The Internal Revenue Service (IRS) has taken the failure to disclose foreign assets very seriously. Taxpayers that neglect to disclose this information can face serious fines and potential criminal charges.
Who needs to file and FBAR? The United States government requires taxpayers with ownership or signature authority over a foreign asset that was valued above $10,000 at any point during the tax year file the Report of Foreign Bank and Financial Accounts (FBAR). This form is due June 30.
The form is not uncommon. The IRS' most recent data reports 1,163,229 FBARs were filed in 2015.

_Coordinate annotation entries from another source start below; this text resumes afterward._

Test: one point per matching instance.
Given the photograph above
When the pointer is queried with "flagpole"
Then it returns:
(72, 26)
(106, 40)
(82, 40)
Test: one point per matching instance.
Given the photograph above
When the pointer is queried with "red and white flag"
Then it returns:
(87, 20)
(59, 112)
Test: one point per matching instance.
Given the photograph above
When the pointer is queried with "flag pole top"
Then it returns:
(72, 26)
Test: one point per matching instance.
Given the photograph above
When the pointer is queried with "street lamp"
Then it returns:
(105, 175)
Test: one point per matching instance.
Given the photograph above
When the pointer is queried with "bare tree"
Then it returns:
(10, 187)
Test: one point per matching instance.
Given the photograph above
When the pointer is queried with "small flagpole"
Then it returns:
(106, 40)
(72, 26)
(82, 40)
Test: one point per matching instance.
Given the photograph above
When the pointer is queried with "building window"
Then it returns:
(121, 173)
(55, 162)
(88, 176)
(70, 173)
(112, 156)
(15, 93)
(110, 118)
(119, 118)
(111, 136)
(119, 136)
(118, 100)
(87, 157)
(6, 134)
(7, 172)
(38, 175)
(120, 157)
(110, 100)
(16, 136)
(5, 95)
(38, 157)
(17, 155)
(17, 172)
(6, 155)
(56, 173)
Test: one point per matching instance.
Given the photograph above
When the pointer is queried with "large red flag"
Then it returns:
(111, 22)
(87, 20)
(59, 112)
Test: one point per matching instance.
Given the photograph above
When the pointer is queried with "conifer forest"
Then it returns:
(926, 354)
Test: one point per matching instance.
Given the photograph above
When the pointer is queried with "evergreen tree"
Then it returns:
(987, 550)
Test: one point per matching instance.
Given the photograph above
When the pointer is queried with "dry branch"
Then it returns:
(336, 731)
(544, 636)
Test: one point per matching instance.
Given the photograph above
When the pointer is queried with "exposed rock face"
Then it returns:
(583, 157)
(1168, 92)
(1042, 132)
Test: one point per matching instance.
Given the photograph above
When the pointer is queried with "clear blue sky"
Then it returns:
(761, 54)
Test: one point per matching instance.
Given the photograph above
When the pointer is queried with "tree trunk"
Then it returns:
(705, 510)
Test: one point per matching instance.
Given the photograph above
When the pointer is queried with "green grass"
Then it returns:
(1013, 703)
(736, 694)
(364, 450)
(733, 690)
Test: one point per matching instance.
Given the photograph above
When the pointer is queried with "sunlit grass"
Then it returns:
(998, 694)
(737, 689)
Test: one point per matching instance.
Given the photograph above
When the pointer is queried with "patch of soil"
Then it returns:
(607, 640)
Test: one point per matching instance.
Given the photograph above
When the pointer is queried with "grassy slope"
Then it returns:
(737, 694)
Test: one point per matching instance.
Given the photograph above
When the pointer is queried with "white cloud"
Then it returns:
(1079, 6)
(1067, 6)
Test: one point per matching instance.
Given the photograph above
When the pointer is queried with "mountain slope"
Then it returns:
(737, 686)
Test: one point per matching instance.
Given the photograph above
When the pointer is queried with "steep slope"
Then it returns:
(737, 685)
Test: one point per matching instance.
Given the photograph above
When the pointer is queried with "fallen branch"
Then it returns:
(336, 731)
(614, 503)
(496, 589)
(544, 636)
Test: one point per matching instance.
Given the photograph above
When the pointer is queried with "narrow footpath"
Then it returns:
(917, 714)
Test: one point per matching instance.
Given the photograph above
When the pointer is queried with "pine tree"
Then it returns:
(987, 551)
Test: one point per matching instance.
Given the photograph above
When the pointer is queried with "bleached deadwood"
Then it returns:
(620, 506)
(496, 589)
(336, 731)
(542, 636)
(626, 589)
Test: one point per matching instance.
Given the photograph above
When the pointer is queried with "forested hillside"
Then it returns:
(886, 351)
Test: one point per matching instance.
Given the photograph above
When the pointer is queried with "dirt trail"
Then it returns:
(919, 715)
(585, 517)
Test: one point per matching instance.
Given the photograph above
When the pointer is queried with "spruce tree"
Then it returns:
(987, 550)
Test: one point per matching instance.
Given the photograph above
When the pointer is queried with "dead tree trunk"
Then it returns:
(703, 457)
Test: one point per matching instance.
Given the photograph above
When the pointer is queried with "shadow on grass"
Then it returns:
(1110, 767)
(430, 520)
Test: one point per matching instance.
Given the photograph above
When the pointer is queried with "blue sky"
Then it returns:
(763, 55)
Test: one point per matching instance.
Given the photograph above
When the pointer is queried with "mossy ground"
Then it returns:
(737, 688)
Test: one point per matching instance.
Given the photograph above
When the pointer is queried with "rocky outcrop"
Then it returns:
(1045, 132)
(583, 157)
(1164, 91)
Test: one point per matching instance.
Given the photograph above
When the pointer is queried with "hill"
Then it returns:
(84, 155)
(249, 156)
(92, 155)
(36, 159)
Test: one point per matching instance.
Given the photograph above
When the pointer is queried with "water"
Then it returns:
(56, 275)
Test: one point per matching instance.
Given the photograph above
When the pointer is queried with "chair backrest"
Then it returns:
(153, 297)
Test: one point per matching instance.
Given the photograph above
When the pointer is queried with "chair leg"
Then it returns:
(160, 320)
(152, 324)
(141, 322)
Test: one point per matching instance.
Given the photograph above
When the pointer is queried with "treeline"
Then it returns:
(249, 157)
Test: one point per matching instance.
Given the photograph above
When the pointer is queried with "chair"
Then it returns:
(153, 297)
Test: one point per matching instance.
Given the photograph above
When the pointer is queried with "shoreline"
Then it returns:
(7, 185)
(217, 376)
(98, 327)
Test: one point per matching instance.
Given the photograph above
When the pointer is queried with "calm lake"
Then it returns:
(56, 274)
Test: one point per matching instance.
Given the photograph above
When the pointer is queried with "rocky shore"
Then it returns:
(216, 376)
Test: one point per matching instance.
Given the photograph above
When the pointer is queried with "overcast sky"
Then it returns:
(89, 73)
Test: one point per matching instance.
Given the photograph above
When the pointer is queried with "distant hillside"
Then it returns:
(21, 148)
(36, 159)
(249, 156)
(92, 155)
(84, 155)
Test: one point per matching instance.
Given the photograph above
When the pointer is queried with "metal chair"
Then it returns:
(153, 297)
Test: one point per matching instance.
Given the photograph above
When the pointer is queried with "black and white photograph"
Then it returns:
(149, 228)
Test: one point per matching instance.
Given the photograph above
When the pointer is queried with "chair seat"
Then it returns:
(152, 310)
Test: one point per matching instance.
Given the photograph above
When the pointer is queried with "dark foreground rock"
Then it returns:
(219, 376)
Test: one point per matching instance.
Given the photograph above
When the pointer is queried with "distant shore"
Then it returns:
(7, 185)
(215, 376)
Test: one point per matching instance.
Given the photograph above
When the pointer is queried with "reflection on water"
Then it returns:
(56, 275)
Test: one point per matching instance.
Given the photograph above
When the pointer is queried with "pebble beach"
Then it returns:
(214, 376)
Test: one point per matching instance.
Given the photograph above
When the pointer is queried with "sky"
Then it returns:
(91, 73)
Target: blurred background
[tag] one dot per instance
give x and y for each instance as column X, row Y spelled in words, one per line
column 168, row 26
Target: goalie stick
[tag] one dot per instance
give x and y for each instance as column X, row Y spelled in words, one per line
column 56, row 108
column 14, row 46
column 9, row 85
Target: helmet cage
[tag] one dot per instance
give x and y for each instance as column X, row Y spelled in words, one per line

What if a taxpayer has yet to report foreign assets to the IRS? Taxpayers that failed to disclose foreign assets in the past have an opportunity to come into compliance. The IRS offers an Offshore Voluntary Disclosure Program (OVDP). This program offers taxpayers an opportunity to voluntarily bring these assets into compliance with applicable tax laws. In exchange for stepping forward and coming into compliance, the IRS will reduce any potential penalties that would accompany non-compliance.
The agency recently announced the program will be coming to an end. The government has scheduled to OVDP to sunset on September 28, 2018. In some cases, the failure to comply is the result of a lack of awareness of the requirement, in others taxpayers may have hoped to avoid tax obligations. Regardless of the reason, it is wise for those who are not in compliance to review their options and move forward with compliance efforts before the OVDP comes to a close.